Starting Over - What would I learn?
- July 21, 2022
I’ve thought this question over many over times since the recording, and here is what I should have said.
If I were to start from scratch now, I would start by learning Python.
I didn’t learn Python until I joined Neo4j, and now I feel like I missed out on so much. Python can be used for so many things.
I like to think of Python as a gateway language, and that’s not trying to be disparaging. It’s really easy to learn, there are no brackets and no semi-colons to contend with so you can concentrate on achieving your goal.
I know friends whose children that are not even teenagers yet learning to write learning Python at school. Imagine what these kids will be able to achieve when they get to working age!
The ecosystem around Python is excellent, and there are some great open source libraries that you can use to do a really diverse range of things. Pandas are great data analysis and DataFrames allow you to perform some pretty complex actions. Once you have manipulated that data, you can quickly visualise in a multitude of ways with matplotlib with a couple of lines of code.
You can do this all inside a Jupyter notebook and share the results with anyone or write a tutorial that anyone can recreate.
I’ve spent a lot of time recently producing reporting on GraphAcademy, plotting enrolment numbers over time, identifying trends, and so on. Previously, I would have tried to over-engineer a solution here by creating an SPA with Vue or React and plot the data with a library like Highcharts, Chart.js or Nivo Charts but that is extremely labour intensive.
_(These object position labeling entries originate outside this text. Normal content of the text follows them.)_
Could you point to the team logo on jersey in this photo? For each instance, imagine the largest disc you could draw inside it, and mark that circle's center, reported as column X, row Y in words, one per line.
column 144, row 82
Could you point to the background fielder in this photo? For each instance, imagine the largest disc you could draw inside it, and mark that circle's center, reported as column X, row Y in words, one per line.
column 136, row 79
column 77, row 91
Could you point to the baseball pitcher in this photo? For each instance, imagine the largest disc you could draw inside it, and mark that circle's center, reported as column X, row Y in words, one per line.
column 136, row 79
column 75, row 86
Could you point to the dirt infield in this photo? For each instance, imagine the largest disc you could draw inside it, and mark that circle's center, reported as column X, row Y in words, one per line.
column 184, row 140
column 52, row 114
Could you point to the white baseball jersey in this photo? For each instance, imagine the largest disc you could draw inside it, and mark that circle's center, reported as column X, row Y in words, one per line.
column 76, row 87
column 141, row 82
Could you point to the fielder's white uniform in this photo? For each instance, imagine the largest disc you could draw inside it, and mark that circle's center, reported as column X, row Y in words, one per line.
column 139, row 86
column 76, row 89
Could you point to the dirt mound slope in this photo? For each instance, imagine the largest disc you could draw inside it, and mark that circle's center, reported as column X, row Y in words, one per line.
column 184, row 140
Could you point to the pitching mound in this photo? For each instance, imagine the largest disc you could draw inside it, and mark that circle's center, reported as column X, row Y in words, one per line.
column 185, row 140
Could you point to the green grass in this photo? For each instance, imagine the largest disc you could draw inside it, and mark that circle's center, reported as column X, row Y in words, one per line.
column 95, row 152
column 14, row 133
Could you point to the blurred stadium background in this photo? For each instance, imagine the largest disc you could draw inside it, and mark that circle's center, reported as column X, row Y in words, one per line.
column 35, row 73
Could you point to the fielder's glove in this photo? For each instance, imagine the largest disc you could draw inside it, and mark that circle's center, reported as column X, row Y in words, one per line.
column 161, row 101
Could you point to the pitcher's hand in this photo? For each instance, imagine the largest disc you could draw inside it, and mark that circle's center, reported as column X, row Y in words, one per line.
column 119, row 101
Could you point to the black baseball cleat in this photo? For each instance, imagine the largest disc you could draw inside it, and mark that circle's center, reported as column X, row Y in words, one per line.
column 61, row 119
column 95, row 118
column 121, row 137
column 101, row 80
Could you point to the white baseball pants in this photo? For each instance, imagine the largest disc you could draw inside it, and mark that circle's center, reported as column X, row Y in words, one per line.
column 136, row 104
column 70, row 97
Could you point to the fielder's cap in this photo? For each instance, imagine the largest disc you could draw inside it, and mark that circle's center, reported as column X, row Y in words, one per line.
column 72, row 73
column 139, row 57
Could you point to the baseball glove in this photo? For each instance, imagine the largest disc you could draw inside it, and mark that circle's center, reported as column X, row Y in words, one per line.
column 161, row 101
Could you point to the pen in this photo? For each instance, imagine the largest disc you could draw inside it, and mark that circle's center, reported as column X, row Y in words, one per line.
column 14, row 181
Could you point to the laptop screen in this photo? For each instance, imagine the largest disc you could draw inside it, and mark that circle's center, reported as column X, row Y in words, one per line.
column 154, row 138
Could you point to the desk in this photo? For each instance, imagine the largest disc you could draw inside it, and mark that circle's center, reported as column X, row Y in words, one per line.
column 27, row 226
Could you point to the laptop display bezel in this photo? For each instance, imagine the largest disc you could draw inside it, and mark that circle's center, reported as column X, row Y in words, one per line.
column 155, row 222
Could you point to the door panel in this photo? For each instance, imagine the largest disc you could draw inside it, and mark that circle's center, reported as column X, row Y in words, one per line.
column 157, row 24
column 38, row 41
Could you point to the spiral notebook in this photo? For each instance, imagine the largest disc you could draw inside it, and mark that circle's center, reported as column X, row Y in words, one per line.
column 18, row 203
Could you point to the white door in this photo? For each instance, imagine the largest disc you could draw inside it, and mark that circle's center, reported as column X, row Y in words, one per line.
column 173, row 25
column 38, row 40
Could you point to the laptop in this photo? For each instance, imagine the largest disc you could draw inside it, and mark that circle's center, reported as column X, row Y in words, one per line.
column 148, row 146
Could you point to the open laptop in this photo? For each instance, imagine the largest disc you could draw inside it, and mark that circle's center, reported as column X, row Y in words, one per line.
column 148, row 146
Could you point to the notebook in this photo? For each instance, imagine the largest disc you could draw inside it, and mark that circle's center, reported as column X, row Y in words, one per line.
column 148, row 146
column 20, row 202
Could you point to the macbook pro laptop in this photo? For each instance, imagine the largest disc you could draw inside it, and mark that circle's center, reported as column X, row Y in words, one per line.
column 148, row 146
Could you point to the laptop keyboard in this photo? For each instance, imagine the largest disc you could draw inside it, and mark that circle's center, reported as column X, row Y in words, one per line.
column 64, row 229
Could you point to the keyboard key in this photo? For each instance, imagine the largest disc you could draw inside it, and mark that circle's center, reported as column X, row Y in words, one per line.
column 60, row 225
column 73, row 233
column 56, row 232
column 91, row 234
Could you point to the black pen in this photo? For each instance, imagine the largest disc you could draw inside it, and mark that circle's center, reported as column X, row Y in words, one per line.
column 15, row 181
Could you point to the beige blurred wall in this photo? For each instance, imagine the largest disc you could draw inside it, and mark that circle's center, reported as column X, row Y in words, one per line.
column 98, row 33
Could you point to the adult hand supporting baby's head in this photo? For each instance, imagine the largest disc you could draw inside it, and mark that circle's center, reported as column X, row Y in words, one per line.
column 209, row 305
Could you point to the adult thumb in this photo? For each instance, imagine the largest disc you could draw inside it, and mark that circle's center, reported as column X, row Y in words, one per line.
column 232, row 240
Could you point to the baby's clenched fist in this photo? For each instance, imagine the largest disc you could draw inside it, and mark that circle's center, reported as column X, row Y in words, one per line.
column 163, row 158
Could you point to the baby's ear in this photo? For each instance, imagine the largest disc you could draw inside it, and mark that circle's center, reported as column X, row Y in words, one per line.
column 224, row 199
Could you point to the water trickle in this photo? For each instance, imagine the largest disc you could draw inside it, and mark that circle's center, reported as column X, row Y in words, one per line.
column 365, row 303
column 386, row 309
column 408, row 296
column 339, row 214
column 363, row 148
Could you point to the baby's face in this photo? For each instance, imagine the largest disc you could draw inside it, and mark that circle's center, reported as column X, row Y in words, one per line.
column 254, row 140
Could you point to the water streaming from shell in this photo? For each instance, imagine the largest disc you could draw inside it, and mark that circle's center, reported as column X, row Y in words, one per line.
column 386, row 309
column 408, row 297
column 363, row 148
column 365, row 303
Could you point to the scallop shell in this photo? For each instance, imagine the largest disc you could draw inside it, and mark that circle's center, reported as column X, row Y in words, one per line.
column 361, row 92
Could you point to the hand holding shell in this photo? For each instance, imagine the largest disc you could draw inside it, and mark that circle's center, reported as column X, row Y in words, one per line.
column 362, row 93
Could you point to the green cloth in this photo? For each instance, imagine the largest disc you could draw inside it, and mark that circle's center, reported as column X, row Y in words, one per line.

It’s much easier to do this in Python. Jupyter notebooks allow you to wrap code with comments and markdown so you can tell a story as you go and make things easy to understand.
Python for AI/ML
When we talk about building APIs with Node.js, the rational is that you use the same language in the backend as the UI. The same rationality applies for Python and Machine Learning.
I’ve only scratched the surface on building machine learning models with scikit-learn and TensorFlow (my favourite is a Random Forest for predicting customer churn based on graph features) but these seem really straight forward to pick up. You can use your trained models directly in a Flask API (or FastAPI, etc) and run the algorithms in real-time on the fly.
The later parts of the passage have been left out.